Negli USA, anche per motivi economici, lo riconosco, ma sempre sotto il perfetto controllo medico, le figure professionali riferibili all'infermiere sono numerose, competenti e dedite a non sfigurare. E' vero, sono stato in un teaching hospital, quindi potrei avere un bias di selezione in senso positivo, ma ho ben presente i nostri (non)teaching hospital e non ci siamo proprio. In questi ospedali si insegna solo a rubare il mestiere e, peggio, a ingraziarsi i boss in ogni modo. Perché è risaputo che compiti che i miei colleghi italiani conoscono benissimo negli USA sono svolti da infermieri, tecnici di radiologia, studenti di medicina o specializzandi (questi ultimi in Italia sono medici, è vero, ma di solito negli ospedali universitari fanno le belle statuine quando non i camerieri) e, udite udite, lo ripeto di nuovo: personale amministrativo!!
 
Perché quindi perdere l'occasione della cosiddetta gobba per restituire ai medici il loro lavoro? Perché gridare alla mancanza di medici quando basterebbe farsi un giro di ricognizione tra i medici con meno di 40 anni per capire che molti sono a spasso e tutti sono precari tranne pochi fortunati? Perché non rendersi conto che moltissimi di loro non fanno il lavoro che avevano sognato e per cui hanno speso anni dopo la laurea?

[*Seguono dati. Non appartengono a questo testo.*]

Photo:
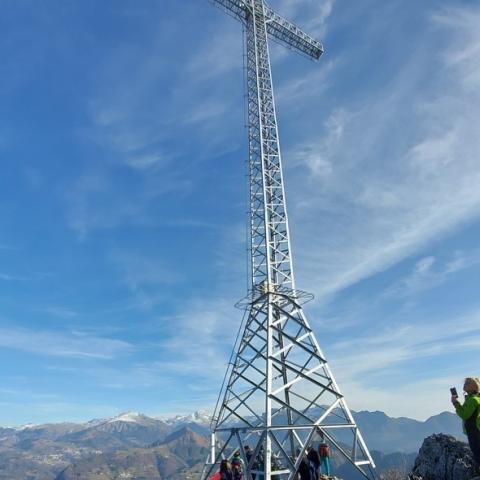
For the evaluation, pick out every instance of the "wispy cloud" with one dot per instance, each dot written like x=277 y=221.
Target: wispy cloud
x=380 y=192
x=72 y=344
x=426 y=274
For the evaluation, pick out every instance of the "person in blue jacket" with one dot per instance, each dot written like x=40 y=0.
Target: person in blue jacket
x=469 y=412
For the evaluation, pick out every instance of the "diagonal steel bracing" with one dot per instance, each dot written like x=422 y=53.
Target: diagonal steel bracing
x=280 y=396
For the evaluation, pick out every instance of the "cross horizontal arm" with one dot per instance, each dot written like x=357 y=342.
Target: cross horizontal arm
x=285 y=32
x=236 y=8
x=291 y=36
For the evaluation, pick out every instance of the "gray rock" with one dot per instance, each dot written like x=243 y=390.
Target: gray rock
x=442 y=457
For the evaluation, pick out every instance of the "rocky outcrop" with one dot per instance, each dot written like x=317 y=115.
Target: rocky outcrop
x=442 y=457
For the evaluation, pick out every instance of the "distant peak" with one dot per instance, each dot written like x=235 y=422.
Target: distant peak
x=128 y=417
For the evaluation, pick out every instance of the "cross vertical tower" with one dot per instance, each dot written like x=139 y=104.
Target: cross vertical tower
x=279 y=395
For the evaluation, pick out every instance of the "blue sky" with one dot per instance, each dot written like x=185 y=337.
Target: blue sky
x=123 y=198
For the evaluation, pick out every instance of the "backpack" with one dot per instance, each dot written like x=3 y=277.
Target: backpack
x=237 y=472
x=323 y=450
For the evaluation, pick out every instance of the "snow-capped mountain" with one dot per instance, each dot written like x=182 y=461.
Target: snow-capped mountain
x=199 y=417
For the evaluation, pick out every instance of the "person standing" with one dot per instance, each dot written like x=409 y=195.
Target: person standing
x=324 y=454
x=225 y=470
x=469 y=412
x=313 y=462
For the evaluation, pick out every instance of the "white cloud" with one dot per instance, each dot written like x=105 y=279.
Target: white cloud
x=73 y=344
x=378 y=192
x=425 y=276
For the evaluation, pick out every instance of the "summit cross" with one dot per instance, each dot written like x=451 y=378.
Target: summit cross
x=279 y=397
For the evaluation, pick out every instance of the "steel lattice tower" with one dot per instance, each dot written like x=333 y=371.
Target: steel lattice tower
x=279 y=395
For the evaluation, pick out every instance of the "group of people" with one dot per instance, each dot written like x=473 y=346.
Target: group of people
x=233 y=469
x=316 y=461
x=469 y=412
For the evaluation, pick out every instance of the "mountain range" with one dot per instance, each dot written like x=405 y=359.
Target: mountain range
x=134 y=446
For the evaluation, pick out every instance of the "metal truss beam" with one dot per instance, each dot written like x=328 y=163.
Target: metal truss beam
x=279 y=394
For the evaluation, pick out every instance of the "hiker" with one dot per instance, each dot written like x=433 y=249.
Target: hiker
x=304 y=469
x=469 y=412
x=314 y=462
x=237 y=466
x=225 y=470
x=248 y=455
x=324 y=454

Qualcuno obietterà che la mia è una posizione in conflitto di interesse perché appena (sic!) entrato sul mercato e in evidente contrasto con le aspirazioni di tanti giovani che, lo vediamo ogni anno, agognano al posto in facoltà e affollano i test di ingresso. Premesso che il test l'ho fatto anch'io vent'anni fa senza libri e senza corsi di preparazione, allora non disponibili, ma solo con la rendita di un buon impegno liceale e una mezza estate passata a studiare, non credo che la selezione durante il corso di laurea, cosa già sentita e (non) praticata durante gli anni '70 e '80, sia una buona soluzione. I ragazzi di oggi non sanno che 30 anni fa c'erano medici che per campare facevano 2-3 mezzi lavori e nessuno in particolare. Inoltre vent'anni fa non si leggevano sui giornali lettere di genitori indignati perché il pargolo non è riuscito ad entrare. Forse eravamo diversi? Forse oggi ci sono molte pretese a fronte di un non ben preciso impegno nello studio? Le cose sono diventate più difficili?
 
Basta insomma con la formazione specialistica in mano universitaria esclusiva, con controllore e controllato identificati nella stessa istituzione: l'università e il suo ministero! Nessun paese al mondo ha questo modello e si capisce il perché.
Basta con il negare spazio alle altre professioni quando è noto che comunque il medico è al centro del processo diagnostico e terapeutico ma può delegare alcuni compiti per dedicarsi con più profitto a compiti più consoni al suo ruolo e al suo dovere di fare anche ricerca clinica!
Basta con il piangere per la supposta carenza, presente o futura, quando veniamo da anni in cui si inventavano i lavori per i medici per non farli morire di fame (potrei cominciare ad elencarli ma qualcuno si offenderebbe). Ricordo l'aforisma di uno dei dirigenti del mio sindacato: "il vero miracolo italiano sono 330000 medici che mangano tutti"! Non dico nulla di nuovo quando ricordo che l'Italia è tuttora il paese con più medici pro capite in tutta l'OCSE.
 
E' il tempo delle vere riforme e qui vengo alla politica, che latita almeno dal 1999, anno della riforma Bindi. Perché non ammettere che c'è un motivo ben evidente se in Maryland, esteso come la Lombardia anche se con metà della popolazione, i pazienti politraumatizzati vengono ricoverati solo in 9 ospedali riconosciuti come trauma center, mentre in Lombardia vanno un po' dove capita? C'è quindi bisogno di riorganizzare il sistema sanitario, come sembra voglia fare questo governo, che infatti non è fatto da politici. Il problema è che sono sempre la ragioni economiche a dettare l'agenda e questo la dice lunga sulla mancanza di progettualità.
Di queste cose non parla nessuno perché nessuno vede le cose dal punto di vista di un giovane (sic!), che mediamente non si interessa di questi temi e sono convinto che nessuno continuerà a parlarne.